As I was listening to the episode, I realized that I deal with a lot of shame related to a feeling of inaction, of not being able to do enough even though I teach about the natural world and how to protect it. Why do I feel this way? You always hear those typical sentiments of “even One Small Thing makes a difference” and “even an individual can help”…but have I done my One Small Thing? Is anyone else? Then the conversation happening in my headphones really resonated when one of the interviewees, Alice Bell, Director of Communications at the climate charity Possible and author of the book, Can We Save The Planet? commented: “A piece of environmental psychology that a lot of us in climate change campaigns use, which is this idea that if you hear a fire alarm, or even if you smell smoke, you probably won't act until you see other people starting to act”.
Later in the conversation, another interviewee named Robin Webster spoke about the petrifying effect that The Climate Conversation has on so many people and the interesting perspective she has gained through her work with the climate communication organization, Climate Outreach:
“…And then conversely, we also found the people that were having the most conversations were often using their own experience of, ‘Well, I decided to cycle with the kids to school rather than take the car, or I've slightly changed my diet...’ And they didn't have to be massive changes, but they were changes that were sort of a part of somebody's identity… What you do by yourself, it feels insignificant.

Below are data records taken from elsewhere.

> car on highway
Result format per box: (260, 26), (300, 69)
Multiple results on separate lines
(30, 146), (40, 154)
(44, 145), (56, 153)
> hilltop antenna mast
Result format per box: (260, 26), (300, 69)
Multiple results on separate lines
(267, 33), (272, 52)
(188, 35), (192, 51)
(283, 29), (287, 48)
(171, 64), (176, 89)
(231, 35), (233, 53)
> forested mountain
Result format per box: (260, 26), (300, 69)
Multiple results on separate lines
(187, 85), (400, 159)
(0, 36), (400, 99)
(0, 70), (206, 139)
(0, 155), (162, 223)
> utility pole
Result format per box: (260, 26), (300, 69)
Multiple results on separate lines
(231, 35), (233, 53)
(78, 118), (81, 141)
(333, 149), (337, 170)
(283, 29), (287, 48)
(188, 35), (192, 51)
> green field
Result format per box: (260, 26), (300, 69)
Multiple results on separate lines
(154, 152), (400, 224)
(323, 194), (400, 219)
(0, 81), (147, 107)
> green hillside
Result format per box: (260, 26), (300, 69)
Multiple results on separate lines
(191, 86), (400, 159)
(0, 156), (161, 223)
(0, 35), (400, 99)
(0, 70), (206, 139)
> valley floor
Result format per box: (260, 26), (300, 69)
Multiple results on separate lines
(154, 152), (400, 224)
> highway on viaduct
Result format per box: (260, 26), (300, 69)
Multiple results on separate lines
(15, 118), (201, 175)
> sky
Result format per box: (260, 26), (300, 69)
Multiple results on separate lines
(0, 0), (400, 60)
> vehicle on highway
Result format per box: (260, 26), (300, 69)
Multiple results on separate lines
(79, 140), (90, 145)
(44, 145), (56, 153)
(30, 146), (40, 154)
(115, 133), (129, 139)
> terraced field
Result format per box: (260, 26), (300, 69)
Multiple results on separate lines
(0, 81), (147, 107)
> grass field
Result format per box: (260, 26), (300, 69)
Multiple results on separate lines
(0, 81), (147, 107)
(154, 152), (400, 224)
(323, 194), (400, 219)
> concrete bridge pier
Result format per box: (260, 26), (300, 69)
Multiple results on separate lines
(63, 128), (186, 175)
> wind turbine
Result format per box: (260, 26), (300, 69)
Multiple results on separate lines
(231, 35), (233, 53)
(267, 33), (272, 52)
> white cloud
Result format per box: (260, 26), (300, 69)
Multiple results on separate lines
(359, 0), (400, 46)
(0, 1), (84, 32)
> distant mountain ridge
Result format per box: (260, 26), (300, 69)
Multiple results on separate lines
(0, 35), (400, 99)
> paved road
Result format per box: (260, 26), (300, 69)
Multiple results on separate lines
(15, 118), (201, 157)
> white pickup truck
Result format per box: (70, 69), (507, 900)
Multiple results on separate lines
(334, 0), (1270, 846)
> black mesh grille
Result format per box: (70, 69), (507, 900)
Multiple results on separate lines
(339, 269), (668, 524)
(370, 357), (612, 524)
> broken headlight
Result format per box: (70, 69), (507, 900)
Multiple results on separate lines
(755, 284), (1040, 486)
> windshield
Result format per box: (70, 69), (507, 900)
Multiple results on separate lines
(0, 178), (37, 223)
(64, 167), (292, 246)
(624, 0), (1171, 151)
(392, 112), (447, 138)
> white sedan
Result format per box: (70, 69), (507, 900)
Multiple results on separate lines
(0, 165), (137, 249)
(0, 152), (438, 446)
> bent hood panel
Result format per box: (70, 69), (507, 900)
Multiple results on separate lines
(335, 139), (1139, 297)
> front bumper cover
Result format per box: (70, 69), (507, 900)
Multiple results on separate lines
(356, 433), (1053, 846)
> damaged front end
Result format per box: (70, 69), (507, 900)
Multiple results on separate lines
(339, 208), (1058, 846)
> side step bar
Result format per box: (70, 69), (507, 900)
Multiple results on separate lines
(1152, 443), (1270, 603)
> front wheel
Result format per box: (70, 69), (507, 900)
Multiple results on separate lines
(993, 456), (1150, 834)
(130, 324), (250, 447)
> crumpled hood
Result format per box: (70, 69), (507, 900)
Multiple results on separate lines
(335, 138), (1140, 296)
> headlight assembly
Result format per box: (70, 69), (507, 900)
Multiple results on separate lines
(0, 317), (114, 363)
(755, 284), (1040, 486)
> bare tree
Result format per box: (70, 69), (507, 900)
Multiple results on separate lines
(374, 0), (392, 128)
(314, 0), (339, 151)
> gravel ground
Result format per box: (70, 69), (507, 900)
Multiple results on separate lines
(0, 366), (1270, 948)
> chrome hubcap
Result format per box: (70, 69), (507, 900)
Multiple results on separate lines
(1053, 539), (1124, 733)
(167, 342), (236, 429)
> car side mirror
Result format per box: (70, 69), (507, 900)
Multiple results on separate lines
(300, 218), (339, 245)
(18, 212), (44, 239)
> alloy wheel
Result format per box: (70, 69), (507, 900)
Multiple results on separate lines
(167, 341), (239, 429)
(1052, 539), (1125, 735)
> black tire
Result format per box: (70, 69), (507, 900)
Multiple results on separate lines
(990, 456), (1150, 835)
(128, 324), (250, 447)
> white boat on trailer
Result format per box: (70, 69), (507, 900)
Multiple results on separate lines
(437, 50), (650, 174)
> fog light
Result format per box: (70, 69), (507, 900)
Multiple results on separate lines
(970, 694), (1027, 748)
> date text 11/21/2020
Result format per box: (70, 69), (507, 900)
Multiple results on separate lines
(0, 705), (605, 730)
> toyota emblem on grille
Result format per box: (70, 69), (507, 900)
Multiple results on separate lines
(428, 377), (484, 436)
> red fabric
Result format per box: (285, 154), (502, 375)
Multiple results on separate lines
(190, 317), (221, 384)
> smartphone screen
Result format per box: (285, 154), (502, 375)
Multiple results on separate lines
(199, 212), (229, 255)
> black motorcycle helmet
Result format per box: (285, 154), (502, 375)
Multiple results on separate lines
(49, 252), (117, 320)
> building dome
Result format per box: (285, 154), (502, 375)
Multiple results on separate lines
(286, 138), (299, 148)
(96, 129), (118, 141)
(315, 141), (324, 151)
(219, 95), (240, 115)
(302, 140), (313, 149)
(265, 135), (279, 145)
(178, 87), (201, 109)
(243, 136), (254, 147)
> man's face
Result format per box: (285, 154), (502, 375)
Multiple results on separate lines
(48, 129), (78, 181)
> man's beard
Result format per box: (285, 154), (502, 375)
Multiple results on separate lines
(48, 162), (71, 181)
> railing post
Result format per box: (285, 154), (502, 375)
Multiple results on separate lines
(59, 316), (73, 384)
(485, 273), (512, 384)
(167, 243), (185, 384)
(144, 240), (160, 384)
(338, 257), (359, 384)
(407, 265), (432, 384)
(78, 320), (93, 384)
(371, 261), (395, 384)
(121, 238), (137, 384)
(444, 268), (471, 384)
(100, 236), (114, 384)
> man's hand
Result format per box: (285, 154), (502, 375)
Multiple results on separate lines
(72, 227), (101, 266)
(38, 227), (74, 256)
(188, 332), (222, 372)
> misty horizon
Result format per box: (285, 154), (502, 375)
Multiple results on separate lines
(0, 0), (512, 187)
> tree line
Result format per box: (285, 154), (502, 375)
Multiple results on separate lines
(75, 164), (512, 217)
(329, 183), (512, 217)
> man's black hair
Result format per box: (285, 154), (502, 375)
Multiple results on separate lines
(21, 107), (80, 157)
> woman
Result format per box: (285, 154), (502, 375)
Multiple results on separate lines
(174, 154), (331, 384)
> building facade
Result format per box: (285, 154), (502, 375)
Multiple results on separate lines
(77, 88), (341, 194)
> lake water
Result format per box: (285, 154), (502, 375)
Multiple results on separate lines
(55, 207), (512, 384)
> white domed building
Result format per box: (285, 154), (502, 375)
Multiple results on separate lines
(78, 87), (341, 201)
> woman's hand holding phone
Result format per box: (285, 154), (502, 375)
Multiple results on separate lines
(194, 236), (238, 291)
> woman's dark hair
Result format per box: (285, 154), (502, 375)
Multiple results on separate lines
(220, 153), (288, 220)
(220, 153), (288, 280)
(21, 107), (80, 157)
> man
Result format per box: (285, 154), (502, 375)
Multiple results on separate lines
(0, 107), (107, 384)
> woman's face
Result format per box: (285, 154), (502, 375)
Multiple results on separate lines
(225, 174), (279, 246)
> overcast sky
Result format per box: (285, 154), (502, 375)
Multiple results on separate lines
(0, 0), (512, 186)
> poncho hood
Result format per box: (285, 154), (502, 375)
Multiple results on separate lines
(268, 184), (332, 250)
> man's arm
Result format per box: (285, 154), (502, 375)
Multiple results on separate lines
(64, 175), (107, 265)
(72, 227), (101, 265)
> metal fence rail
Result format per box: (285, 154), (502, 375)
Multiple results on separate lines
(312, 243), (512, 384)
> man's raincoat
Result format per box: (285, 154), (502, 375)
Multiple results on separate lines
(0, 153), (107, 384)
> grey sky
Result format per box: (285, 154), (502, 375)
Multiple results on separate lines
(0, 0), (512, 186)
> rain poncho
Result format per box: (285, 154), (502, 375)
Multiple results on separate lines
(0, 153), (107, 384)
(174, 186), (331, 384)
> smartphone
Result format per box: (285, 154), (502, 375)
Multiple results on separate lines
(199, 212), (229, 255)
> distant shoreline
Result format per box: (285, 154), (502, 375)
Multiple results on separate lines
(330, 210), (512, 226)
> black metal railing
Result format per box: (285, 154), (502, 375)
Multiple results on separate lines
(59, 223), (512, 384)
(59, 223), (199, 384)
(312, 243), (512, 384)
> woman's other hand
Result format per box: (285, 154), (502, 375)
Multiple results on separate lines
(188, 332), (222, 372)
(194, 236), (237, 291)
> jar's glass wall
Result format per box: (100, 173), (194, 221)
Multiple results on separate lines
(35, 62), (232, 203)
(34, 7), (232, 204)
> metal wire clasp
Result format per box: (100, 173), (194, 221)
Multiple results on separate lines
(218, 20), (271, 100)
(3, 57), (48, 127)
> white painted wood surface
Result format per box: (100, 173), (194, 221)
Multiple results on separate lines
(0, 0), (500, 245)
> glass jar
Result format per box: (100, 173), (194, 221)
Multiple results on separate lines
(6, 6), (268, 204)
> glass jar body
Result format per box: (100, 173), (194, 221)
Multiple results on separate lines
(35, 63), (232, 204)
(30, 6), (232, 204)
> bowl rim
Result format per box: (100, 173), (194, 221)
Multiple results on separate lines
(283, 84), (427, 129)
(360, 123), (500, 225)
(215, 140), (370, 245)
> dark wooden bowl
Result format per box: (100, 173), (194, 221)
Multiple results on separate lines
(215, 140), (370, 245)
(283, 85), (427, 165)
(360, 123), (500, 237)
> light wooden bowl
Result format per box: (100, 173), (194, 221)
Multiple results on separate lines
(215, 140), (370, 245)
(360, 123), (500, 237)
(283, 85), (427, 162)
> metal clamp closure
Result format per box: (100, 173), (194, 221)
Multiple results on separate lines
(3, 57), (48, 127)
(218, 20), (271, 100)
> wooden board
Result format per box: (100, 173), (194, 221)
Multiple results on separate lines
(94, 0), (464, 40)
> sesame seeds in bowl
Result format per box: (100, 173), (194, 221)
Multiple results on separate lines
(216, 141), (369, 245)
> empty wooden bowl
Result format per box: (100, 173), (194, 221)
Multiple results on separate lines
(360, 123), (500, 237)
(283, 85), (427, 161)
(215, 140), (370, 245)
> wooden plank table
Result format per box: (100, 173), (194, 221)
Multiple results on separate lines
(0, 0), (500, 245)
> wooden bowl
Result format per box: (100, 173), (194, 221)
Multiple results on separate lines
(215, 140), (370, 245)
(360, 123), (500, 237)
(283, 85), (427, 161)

And I think as people, we're drawn into doing things by other people. And our sense of identity is built by how we see ourselves and also what we see other people doing. So don't feel like your own actions are insignificant, because actually they're often very significant to the people around you.”
It was at this moment on my walk that I passed a small woodlot that I had passed every day for weeks and only noticed because of the tremendous amount of litter strewn throughout it. I stopped in my tracks, paused the podcast, and stared in disgust at the sight before me. I then had a realization: I had ignored this woodlot and the sadness it made me feel because I was scared stiff by the weight of it…and I had never seen anyone else do anything about it, either. I may spend my professional life working hard to educate and engage people in understanding climate change and how they can make small changes to help out, but had I actually SEEN it happen? Who in my life was doing that One Small Thing?
Can I be that person?
So I decided I was going to clean up that woodlot and that was going to be my One Small Thing. It was easy and honestly rather meditative. I put on some gloves, popped another podcast in my ears, and spent two hours just quietly picking up trash. People walked past and watched me as they went on their way. I saw faces in the windows looking down at me. Did I inspire them or just provide some isolation entertainment? Either way, I did something. I inspired myself and MAYBE someone else caught a glimpse of it and it sparked a question inside them. Who can you inspire? What is your One Small Thing?